How this is achieved (even if it is against the short-run interest of an individual) varies. Incentive mechanisms may be built on the rule of law, religion, or reputation. And as Kling points out societies almost always rely on some form of government to implement the basic social rule. In turn, this creates problems of abuse of power as well as “deception” and “demonization.” Mainstream economists would agree. In fact, incentive and participation constraints, lack of commitment, enforcement, and self-enforcement are at center stage in many of their models of partial or general equilibrium. Similarly, the role of government, whether benevolent or representing the interests of lobby groups and elites, is a key theme in modern economics.

Chapter seven, entitled “Finance and Fluctuations,” deals with the role of the financial sector. Kling argues that finance is a key prerequisite for specialization and since trust is a prerequisite for finance, swings in trust—waves of optimism and pessimism—affect the economy. No mainstream macroeconomist will object to the notion that the financial sector can amplify shocks. Seminal articles (which all were published well before the most recent financial crisis) exactly make that point. But Kling is probably right that the profession’s workhorse models have not yet been able to incorporate moods, fads, and manias, the reputation of intermediaries, and the confidence of their clients in satisfactory and tractable ways, in spite of recent path-breaking work on the role of heterogenous beliefs.

In chapter eight, Kling focuses on “Policy in Practice.” He explains why identifying market failure in a model is not the same as convincingly arguing for government intervention, simply because first, the model may be wrong and second, there is no reason to expect government intervention to be frictionless. I don’t know any well-trained academic economist who would disagree with this assessment (but many “experts” who are very frighteningly confident about their level of understanding). The profession is well aware of the insights from Public Choice and Political Economics, although these insights might not be as widely taught as they deserve. And Kling is right that economists could explain better why real-world policy selection and implementation can give rise to new problems rather than solely focusing on the issue of how an ideal policy might improve outcomes.

To me, the most interesting chapters of the book are the first and the last, entitled “Filling in Frameworks” and “Macroeconomics and Misgivings,” respectively. In the first chapter, Kling discusses the difference between the natural sciences and economics. He distinguishes between scientific propositions, which a logical flaw or a contradictory experiment falsifies, and “interpretive frameworks” a.k.a. Kuhn’s paradigms, which cannot easily be falsified. Kling argues that

[i]n natural science, there are relatively many falsifiable propositions and relatively few attractive interpretive frameworks. In the social sciences, there are relatively many attractive interpretive frameworks and relatively few falsifiable propositions.

According to Kling, economic models are interpretative frameworks, not scientific propositions, because they incorporate a plethora of auxiliary assumptions and since experiments of the type run in the natural sciences are beyond reach in the social sciences.

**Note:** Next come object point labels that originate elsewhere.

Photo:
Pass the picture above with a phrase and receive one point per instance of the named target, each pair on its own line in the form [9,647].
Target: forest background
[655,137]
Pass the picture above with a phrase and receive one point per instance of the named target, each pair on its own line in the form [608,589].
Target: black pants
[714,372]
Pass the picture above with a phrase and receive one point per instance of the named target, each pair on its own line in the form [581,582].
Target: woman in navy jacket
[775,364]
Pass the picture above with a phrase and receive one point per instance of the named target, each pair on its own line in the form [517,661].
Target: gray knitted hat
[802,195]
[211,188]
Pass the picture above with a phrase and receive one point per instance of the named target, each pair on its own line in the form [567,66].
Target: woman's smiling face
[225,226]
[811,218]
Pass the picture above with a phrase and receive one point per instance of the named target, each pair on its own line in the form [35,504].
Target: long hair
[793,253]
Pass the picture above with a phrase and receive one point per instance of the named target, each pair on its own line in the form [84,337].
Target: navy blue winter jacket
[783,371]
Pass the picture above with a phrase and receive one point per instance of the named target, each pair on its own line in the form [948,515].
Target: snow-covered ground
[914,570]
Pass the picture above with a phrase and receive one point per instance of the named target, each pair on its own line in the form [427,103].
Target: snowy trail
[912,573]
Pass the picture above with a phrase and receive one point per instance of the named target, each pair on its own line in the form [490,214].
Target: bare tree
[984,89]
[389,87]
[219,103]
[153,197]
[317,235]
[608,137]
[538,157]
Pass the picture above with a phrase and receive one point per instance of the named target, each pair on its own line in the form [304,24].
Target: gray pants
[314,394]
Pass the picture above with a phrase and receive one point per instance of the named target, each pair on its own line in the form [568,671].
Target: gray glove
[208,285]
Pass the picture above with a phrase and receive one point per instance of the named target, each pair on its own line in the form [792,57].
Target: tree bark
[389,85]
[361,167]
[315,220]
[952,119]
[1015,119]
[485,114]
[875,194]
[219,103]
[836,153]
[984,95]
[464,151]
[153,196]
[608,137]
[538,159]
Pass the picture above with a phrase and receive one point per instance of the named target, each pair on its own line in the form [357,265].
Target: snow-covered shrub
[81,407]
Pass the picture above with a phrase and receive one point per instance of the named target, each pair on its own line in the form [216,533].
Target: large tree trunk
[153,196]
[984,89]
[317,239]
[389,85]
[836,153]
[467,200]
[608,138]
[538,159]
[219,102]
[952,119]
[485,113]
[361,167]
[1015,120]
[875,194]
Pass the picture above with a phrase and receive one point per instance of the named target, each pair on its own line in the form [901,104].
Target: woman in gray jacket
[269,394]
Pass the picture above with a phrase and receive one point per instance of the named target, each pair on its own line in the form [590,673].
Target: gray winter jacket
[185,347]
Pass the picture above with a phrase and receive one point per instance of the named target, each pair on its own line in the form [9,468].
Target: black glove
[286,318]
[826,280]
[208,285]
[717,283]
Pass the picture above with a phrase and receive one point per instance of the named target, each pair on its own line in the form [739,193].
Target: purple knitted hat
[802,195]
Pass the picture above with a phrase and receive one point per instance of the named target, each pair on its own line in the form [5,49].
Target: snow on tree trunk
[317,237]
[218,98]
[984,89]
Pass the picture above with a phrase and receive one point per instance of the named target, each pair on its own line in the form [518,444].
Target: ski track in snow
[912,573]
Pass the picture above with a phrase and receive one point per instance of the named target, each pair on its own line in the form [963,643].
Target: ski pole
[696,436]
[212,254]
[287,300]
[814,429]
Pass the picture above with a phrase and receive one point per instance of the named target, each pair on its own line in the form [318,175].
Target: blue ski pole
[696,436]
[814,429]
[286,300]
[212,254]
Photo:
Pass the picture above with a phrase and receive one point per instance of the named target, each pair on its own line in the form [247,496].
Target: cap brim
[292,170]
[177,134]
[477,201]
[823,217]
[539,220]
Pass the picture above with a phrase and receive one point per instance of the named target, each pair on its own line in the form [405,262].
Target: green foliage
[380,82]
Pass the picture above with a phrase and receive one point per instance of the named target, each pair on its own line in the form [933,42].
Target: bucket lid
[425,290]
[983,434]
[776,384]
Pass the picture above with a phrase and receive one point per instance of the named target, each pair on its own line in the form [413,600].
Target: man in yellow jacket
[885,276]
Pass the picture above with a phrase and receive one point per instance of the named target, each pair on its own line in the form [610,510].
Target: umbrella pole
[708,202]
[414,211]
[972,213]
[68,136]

Anomalies or puzzles do not lead economists to reject their models right away as long as the latter remain useful paradigms to work with. And rightly so, according to Kling: For an interpretative framework with all its anomalies is less flawed than intuition which is uninformed by a framework. At the same time, economists should remain humble, acknowledge the risk of confirmation bias, and remain open to competing interpretative frameworks.

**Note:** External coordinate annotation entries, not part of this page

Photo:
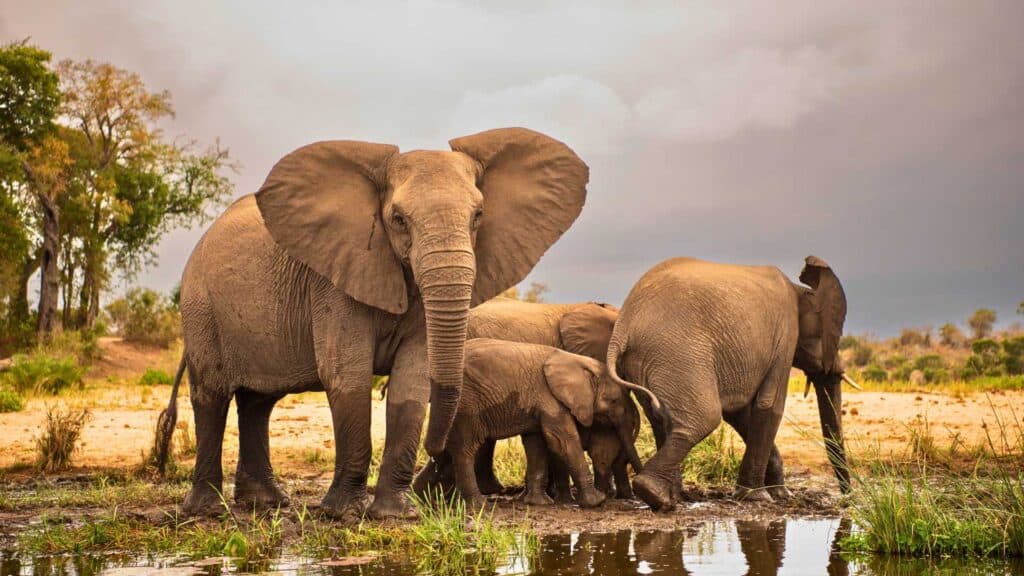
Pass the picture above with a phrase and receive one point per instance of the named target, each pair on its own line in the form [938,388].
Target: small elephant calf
[541,394]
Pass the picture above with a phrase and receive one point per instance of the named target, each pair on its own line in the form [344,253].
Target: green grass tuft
[10,401]
[40,373]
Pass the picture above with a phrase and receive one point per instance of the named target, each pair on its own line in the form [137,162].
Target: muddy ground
[124,414]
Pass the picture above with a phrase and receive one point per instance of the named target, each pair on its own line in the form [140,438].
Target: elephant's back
[732,322]
[246,301]
[505,319]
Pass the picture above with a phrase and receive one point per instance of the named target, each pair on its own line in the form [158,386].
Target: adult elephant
[354,259]
[716,341]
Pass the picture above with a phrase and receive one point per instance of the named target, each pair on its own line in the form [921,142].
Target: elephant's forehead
[431,165]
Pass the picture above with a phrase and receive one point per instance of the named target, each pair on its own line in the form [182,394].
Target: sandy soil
[124,415]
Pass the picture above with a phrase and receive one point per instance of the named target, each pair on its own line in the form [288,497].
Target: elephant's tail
[165,424]
[615,348]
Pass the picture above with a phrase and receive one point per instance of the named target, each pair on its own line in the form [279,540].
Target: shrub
[861,355]
[41,373]
[849,341]
[83,344]
[153,376]
[10,401]
[933,367]
[145,317]
[55,448]
[981,322]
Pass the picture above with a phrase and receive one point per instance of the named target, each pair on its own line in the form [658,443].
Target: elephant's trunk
[446,284]
[827,387]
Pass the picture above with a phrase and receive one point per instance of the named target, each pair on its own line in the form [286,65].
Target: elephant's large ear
[322,204]
[570,378]
[587,330]
[534,188]
[830,302]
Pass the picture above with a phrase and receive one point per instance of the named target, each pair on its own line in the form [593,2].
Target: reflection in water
[733,547]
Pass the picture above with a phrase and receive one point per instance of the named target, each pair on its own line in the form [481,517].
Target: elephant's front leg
[409,393]
[537,469]
[254,482]
[348,394]
[563,441]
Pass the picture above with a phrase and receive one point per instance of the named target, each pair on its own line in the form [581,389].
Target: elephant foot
[537,499]
[489,486]
[388,506]
[590,497]
[779,493]
[752,495]
[346,507]
[204,500]
[474,503]
[656,493]
[261,494]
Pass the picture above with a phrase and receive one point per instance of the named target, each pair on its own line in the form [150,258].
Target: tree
[34,175]
[981,323]
[950,335]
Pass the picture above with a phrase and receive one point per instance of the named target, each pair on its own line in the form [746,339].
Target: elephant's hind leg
[484,464]
[254,482]
[774,476]
[694,411]
[210,409]
[762,425]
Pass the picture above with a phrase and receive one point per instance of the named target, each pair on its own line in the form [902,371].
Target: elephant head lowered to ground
[716,341]
[355,259]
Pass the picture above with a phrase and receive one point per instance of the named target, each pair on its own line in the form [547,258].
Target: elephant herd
[354,259]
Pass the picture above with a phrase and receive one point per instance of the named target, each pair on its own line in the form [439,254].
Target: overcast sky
[885,137]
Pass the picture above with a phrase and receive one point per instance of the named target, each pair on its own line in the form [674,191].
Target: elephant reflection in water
[761,542]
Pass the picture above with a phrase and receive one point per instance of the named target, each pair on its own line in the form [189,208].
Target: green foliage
[849,341]
[40,373]
[30,95]
[143,316]
[933,366]
[10,401]
[918,518]
[911,337]
[993,359]
[981,322]
[861,355]
[715,460]
[154,376]
[59,441]
[875,373]
[950,335]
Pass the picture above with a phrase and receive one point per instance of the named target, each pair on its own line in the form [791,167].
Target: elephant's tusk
[850,381]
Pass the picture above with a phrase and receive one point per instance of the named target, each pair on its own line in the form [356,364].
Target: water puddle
[709,548]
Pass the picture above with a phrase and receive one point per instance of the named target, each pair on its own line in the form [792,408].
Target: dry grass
[56,446]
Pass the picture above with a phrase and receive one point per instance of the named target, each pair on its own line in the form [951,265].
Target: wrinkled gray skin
[581,328]
[354,259]
[542,394]
[716,341]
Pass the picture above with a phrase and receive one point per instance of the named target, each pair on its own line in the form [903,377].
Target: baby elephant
[541,393]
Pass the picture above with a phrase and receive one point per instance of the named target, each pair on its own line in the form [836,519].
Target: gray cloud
[888,141]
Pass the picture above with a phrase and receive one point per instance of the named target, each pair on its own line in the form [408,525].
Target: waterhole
[780,546]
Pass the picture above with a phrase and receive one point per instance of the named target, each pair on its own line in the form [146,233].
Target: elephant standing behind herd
[354,259]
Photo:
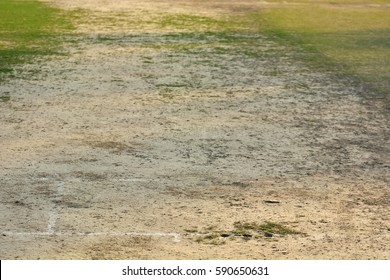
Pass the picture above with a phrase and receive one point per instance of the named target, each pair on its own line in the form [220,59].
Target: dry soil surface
[125,150]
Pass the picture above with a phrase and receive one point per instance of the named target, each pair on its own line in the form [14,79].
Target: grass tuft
[28,29]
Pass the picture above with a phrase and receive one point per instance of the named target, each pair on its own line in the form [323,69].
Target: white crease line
[175,236]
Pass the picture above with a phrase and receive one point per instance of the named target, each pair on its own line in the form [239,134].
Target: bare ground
[120,150]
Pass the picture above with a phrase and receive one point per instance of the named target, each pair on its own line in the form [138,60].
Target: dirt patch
[141,143]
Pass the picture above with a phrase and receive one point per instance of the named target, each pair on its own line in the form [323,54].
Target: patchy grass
[267,229]
[351,40]
[5,98]
[28,29]
[245,231]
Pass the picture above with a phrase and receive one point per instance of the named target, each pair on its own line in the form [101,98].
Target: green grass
[267,228]
[28,29]
[349,40]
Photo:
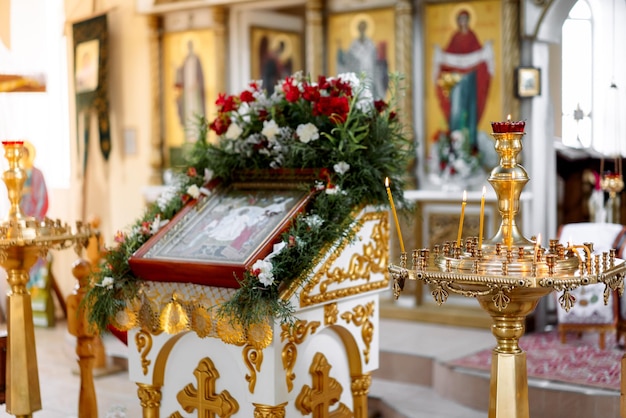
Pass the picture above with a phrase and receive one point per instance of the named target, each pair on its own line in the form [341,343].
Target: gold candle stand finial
[22,241]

In the chapter entitled “Macroeconomics and Misgivings,” Kling criticizes macroeconomists’ reliance on models with a representative agent. I agree that representative agent models are irrelevant for applied questions when the model implications strongly depend on the assumption that households are literally alike, or that markets are complete such that heterogeneous agents can perfectly insure each other. When “experts” forecast macroeconomic outcomes based on models with a homogeneous household sector then these forecasts rest on very heroic assumptions, as any well-trained economist will readily acknowledge. Is this a problem for macroeconomics which, by the way, has made a lot of progress in modeling economies with heterogeneous agents and incomplete markets? I don’t think so. But it is a problem when “experts” use such inadequate models for policy advice.

Kling argues that the dynamic process of creative destruction that characterizes modern economies requires ongoing change in the patterns of specialization and trade and that this generates unemployment. Mainstream models of innovation and growth capture this process, at least partially; they explain how investment in new types of capital and “ideas” can generate growth and structural change. And the standard framework for modeling labor markets features churn and unemployment (as well as search and matching) although, admittedly, it does not contain a detailed description of the sources of churn. The difference between the mainstream’s and Kling’s view of how the macroeconomy operates thus appears to be a difference of degree rather than substance. And the difference between these views and existing models clearly also reflects the fact that modeling creative destruction and its consequences is difficult.

Kling is a sharp observer when he talks about the difference between “popular Keynesianism” and “rigor-seeking Keynesianism.” The former is what underlies the thinking of many policy makers, central bankers, or journalists: a blend of the aggregate-demand logic taught to undergraduates and some supply side elements. The latter is a tractable simplification of a micro-founded dynamic general equilibrium model with frictions whose properties resemble some key intuitions from popular Keynesianism.

The two forms of Keynesianism help support each other. Popular Keynesianism is useful for trying to convince the public that macroeconomists understand macroeconomic fluctuations and how to control them. Rigor-seeking Keynesianism is used to beat back objections raised by economists who are concerned with the ways in which Keynesianism deviates from standard economics, even though the internal obsessions of rigor-seeking Keynesianism have no traction with those making economic policy.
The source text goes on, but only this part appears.